The number represents about one percent of Citi’s 21 million clients, or more than 200,000. According to its 2010 annual report, Citi provides more than 21 million credit cards that generate more than $77 billion in receivables in North America, making it one of the banking industry’s biggest credit card providers.
The bank said any of its Asia-Pacific credit cards have not been compromised.
The card data breach comes hard on the heels of major breaches that racked large companies and financial institutions of late.
On May 27, Honda Canada warned around 280,000 customers of an unauthorized access of information to its 2009 records after spotting the breach into its Web server late in February.

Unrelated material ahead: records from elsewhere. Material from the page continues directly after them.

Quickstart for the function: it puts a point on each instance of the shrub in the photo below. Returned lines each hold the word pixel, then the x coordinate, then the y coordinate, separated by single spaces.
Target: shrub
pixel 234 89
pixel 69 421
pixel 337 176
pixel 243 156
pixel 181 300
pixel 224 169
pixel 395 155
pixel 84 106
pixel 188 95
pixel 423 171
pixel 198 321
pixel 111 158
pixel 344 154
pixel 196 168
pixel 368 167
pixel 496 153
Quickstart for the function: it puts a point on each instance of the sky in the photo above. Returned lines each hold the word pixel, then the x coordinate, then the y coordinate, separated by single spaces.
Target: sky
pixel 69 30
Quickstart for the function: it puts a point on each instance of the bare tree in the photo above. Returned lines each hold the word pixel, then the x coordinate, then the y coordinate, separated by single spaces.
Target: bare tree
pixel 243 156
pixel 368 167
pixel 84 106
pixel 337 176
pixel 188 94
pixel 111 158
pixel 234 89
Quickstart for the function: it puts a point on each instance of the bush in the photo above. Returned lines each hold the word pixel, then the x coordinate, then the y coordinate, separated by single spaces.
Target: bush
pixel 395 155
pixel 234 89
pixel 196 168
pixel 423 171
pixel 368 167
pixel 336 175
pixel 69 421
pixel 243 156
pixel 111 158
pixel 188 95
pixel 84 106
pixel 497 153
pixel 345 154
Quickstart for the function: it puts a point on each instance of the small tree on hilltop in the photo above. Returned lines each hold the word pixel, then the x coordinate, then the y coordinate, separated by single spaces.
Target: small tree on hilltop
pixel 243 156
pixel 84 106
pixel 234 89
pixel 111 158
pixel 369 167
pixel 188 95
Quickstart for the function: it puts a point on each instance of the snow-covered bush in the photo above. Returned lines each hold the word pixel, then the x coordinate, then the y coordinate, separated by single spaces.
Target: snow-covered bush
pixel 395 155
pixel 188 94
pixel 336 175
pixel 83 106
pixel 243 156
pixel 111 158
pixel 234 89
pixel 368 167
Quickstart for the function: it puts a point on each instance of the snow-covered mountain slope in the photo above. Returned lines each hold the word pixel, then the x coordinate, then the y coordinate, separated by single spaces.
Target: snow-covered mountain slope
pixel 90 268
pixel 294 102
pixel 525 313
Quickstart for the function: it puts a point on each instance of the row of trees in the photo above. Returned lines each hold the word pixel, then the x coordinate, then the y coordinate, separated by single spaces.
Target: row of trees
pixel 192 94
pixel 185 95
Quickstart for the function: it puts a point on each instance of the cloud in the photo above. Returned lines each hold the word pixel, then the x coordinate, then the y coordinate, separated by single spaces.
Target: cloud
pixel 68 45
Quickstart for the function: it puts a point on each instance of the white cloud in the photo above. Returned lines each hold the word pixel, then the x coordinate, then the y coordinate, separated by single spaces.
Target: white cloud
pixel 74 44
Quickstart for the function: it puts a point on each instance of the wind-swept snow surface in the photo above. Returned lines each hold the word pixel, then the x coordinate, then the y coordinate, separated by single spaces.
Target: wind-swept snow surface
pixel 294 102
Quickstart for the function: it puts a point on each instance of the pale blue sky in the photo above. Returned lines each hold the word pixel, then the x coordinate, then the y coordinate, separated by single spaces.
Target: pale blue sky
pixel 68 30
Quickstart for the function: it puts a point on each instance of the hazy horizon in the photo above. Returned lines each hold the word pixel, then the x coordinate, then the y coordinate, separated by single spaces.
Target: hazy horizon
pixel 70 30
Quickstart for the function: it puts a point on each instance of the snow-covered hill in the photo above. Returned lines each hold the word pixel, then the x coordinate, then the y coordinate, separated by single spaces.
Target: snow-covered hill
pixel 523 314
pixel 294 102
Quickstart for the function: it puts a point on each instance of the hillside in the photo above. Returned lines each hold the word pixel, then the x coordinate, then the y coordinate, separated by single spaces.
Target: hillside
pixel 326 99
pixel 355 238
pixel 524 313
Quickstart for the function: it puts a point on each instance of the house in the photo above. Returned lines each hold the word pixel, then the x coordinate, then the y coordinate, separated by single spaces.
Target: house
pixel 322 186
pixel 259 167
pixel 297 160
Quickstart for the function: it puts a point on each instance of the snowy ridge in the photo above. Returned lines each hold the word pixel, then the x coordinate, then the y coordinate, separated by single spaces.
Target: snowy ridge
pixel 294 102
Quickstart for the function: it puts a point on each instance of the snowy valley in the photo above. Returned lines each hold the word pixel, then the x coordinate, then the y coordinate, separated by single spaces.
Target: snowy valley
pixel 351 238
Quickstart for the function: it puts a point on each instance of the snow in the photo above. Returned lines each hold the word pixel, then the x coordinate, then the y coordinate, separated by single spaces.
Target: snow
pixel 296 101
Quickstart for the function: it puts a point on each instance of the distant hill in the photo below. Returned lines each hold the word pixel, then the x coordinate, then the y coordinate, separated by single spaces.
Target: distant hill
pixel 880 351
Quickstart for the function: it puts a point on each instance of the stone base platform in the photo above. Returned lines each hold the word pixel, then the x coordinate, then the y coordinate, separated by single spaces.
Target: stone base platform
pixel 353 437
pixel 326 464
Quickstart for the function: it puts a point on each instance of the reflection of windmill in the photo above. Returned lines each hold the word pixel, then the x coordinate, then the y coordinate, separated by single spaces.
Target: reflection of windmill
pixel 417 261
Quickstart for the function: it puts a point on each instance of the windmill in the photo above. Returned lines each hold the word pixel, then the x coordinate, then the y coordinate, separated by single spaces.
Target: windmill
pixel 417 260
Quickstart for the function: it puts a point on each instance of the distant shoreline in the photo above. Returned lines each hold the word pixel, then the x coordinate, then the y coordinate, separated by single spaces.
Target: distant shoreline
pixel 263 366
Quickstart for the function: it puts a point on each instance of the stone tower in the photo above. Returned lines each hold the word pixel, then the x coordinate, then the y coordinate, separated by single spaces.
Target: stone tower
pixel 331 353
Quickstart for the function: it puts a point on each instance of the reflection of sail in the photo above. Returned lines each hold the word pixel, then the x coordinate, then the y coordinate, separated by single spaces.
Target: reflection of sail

At the same time, major Australian banks, including Commonwealth Bank, Westpac-owned St George Bank, National Australia Bank, and ANZ, were in red alert after discovering a potential card card breach following a compromise that initially struck an external merchant of St George.
Although Citi already said the data breach affected only credit cards, some customers told the Financial Times that they were having problems with their debit cards as well.
The data breach affected card data such as account numbers, customer names and contact information of Citi customers.
But the New York-based bank added that the hackers failed to gain access to customers’ Social Security numbers, dates of birth, card expiration dates, or card security codes. How these hackers infiltrated Citi’s servers remains unresolved.
Citi told Reuters newswire that it is “contacting customers whose information was impacted.”
The bank added that it “has implemented enhanced procedures to prevent a recurrence of this type of event,” though it refused to further comment on the issue for the security of these customers.
Citi was criticized for reporting the data breach late when it allegedly took place last month according to a report by the Financial Times.
According to Sophos senior security advisor Chester Wisniewski, the card data breach may further lead to social engineering attempts towards cyber crime while “Citi customers aren’t likely to have fraudulent charges against their accounts.”
Wisniewski warned customers about possible scams, phishing attacks, and phone calls purporting to be from Citibank and their subsidiaries.
“Considering that the attackers have your name, account number and other sensitive information they are able to provide a very convincing cover story to victims,” he said.
“Never accept incoming communications purporting be from financial institutions you do business with, whether by email or phone call. Call them back using only the phone numbers published on your cards or statements.
“When logging in to perform online transactions, always enter their website address directly in your browser. Never click links.”